1.3 OverlayFS: The Layered Filesystem

Containers use Union Filesystems (like OverlayFS) to provide a writable layer on top of read-only image layers.
  1. LowerDir: Read-only layers (the Docker image).
  2. UpperDir: The writable layer where changes are stored.
  3. MergedDir: The unified view presented to the container.
  4. Copy-on-Write (CoW): When a container modifies a file in the LowerDir, the kernel first copies it to the UpperDir before applying the change.

2. Virtualization: Emulating the Machine

Virtual Machines (VMs) take the isolation boundary down to the hardware level. Instead of sharing a kernel, they share the physical CPU and Memory.

2.1 The Hypervisor (VMM)

The Virtual Machine Monitor (VMM) is the software that manages guest execution.
  • Type 1 (Bare Metal): Runs directly on hardware (Xen, ESXi).
  • Type 2 (Hosted): Runs as an app on a host OS (KVM, VirtualBox). Note: KVM is unique because it turns the Linux kernel itself into a Type 1 hypervisor.

2.2 Hardware-Assisted Virtualization (VT-x / AMD-V)

Early virtualization used “Binary Translation” to replace privileged instructions. Modern CPUs handle this in hardware:
  • VMX Root Mode: The hypervisor runs here (full privileges).
  • VMX Non-Root Mode: The guest OS runs here. If the guest tries to execute a privileged instruction (like HLT or modifying CR3), the CPU triggers a VM Exit, trapping into the hypervisor to handle the event.

VMCS (Virtual Machine Control Structure)

The VMCS is a memory block that stores the “state” of a virtual CPU (registers, control bits). When switching from VM A to VM B, the hypervisor swaps the VMCS pointers.

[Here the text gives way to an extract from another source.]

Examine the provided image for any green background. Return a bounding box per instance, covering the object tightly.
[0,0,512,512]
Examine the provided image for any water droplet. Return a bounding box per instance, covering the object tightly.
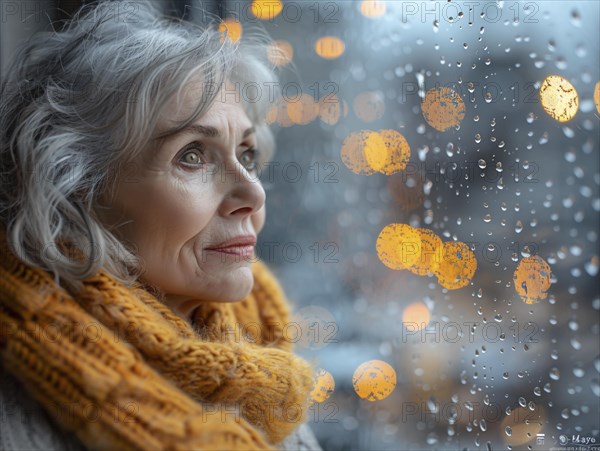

2.3 Memory Virtualization: EPT and NPT

In a VM, there are three types of addresses:
  1. Guest Virtual (GV)
  2. Guest Physical (GP)
  3. Host Physical (HP)
Shadow Page Tables (Old): The hypervisor manually tracked guest page table changes and built a combined GV→HP table. This was extremely slow. EPT (Extended Page Tables): Hardware handles the translation. The CPU has a second set of page tables that map GP→HP. A memory access now involves a “2D Page Walk,” but it happens entirely in hardware.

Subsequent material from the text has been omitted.